Time is of the essence with three weeks to go until Election Day. Counsel continue to disagree the case will reach the highest court and a decision will be made in time.
The U.S. Supreme Court has ruled election laws and regulations should not be changed close to an election date.
The judge on Monday denied New York Civil Liberties Union and Democratic Congressional Campaign Committee's motions to intervene in the case.
Several other U.S. states like Colorado, Oregon and Washington hold their elections completely by mail. Elections held by mail have no greater incidence of voter fraud.
"It's incumbent on those who challenge the argument that somehow mail-in ballots are different enough and cause enough problems that that system should be challenged," Horner said. "There is no evidence that I've seen that that's the case."
Goldfeder, a longtime election lawyer, says the ongoing legal challenge shouldn't impact how a registered voter in New York chooses to cast their ballot on Nov. 8.
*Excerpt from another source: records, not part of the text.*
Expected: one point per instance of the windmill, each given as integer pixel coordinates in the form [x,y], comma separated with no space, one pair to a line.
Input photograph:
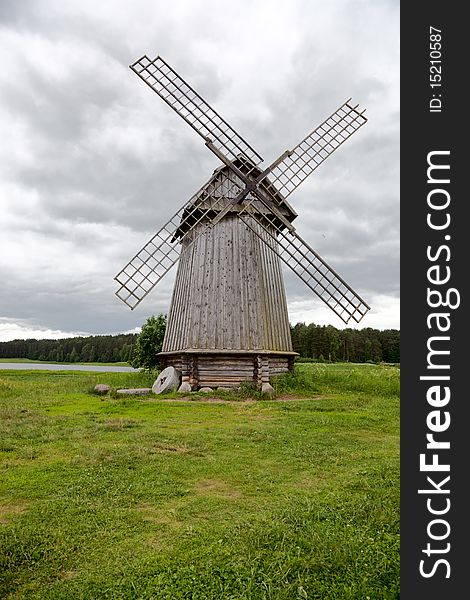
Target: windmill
[228,319]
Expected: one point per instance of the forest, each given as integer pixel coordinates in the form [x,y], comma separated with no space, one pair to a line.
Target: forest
[322,343]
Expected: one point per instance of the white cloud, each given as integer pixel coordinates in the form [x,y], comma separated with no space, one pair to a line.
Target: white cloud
[92,162]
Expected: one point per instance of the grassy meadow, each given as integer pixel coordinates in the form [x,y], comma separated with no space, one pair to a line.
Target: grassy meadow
[214,498]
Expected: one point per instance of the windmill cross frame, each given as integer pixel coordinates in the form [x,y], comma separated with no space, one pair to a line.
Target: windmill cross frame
[247,189]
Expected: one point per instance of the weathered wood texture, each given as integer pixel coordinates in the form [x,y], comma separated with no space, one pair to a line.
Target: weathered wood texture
[227,369]
[229,293]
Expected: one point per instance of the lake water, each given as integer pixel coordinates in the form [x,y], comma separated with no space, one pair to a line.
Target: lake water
[47,367]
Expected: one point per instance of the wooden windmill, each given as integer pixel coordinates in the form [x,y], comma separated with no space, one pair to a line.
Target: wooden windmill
[228,319]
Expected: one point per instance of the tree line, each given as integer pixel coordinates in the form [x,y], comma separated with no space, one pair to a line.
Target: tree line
[326,343]
[96,348]
[312,342]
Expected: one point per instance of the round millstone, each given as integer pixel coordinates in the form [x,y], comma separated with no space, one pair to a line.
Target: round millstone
[168,381]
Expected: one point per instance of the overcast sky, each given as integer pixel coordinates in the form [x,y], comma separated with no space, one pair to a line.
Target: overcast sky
[92,161]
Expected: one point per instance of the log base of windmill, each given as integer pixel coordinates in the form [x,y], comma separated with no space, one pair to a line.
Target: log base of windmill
[219,368]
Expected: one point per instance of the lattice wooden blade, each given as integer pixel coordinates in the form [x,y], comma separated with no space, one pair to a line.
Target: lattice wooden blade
[316,147]
[161,252]
[163,80]
[311,268]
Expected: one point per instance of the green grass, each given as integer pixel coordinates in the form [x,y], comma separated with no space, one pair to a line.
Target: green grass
[51,362]
[147,498]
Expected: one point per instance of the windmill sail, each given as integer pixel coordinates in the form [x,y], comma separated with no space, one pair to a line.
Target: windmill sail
[309,154]
[178,94]
[310,267]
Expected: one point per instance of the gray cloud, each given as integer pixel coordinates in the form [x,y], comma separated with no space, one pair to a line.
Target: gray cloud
[92,162]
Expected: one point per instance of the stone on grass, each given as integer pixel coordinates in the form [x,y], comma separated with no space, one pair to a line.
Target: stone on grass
[168,381]
[268,390]
[184,387]
[134,391]
[101,388]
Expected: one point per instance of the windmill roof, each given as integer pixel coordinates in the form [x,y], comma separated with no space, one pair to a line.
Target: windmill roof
[222,188]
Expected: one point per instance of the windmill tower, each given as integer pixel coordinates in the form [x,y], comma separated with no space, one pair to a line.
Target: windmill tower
[228,319]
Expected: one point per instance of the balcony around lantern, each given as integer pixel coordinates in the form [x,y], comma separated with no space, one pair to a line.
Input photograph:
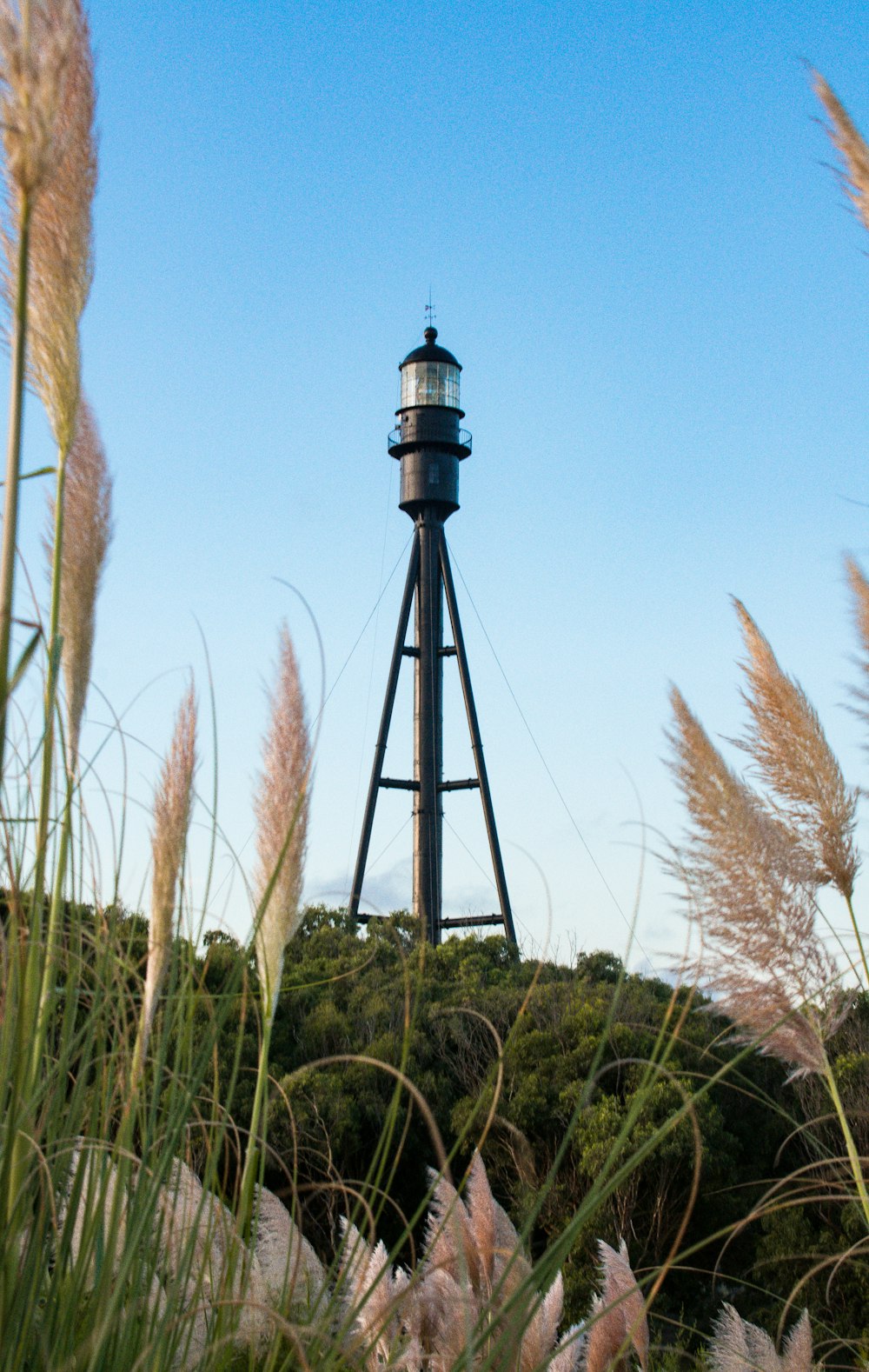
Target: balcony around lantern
[432,429]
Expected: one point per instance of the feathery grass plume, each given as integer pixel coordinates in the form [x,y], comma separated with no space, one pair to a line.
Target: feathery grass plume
[739,1346]
[617,1317]
[87,538]
[469,1301]
[788,744]
[850,146]
[752,894]
[282,807]
[36,42]
[42,42]
[62,242]
[171,818]
[386,1315]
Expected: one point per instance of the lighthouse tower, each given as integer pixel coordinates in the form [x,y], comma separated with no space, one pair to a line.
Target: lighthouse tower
[429,445]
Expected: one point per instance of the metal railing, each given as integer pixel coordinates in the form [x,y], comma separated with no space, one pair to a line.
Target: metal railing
[421,432]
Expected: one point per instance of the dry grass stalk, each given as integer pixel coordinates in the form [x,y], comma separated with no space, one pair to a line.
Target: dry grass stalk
[85,543]
[282,807]
[171,818]
[739,1346]
[753,892]
[62,177]
[859,593]
[788,744]
[852,147]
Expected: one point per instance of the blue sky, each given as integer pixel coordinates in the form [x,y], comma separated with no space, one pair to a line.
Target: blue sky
[660,301]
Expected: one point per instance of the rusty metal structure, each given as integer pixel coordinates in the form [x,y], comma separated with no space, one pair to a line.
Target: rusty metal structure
[429,445]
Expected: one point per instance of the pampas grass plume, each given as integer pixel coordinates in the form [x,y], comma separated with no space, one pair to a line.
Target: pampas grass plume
[282,809]
[753,895]
[56,163]
[85,543]
[35,52]
[788,744]
[619,1316]
[171,818]
[739,1346]
[850,146]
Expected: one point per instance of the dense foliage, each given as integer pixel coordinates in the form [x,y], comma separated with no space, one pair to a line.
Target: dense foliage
[719,1189]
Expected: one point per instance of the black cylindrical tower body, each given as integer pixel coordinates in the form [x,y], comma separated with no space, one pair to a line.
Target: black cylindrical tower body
[428,439]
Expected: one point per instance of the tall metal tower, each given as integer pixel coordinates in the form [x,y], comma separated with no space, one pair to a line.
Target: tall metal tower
[429,445]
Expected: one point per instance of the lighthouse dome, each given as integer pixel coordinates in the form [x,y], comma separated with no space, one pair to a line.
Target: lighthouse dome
[431,376]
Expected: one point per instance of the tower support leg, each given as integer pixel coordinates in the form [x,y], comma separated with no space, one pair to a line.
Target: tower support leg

He added New Yorkers should be confident their votes will count whether by absentee, through early voting or in person on Election Day.
"Never let any kind of election law shenanigans get in the way of voting," Goldfeder said. "If they have an opportunity to vote by absentee ballot, they should do so. If they want to vote by early voting ... or if they want to show up on Election Day, they should do so. People should be confident that their votes will count."
New Yorkers can request an absentee ballot by mail or an online portal for another week through Oct. 24. Registered voters can apply for an absentee ballot in-person at their county Board of Election up to Nov. 7, or the day before Election Day.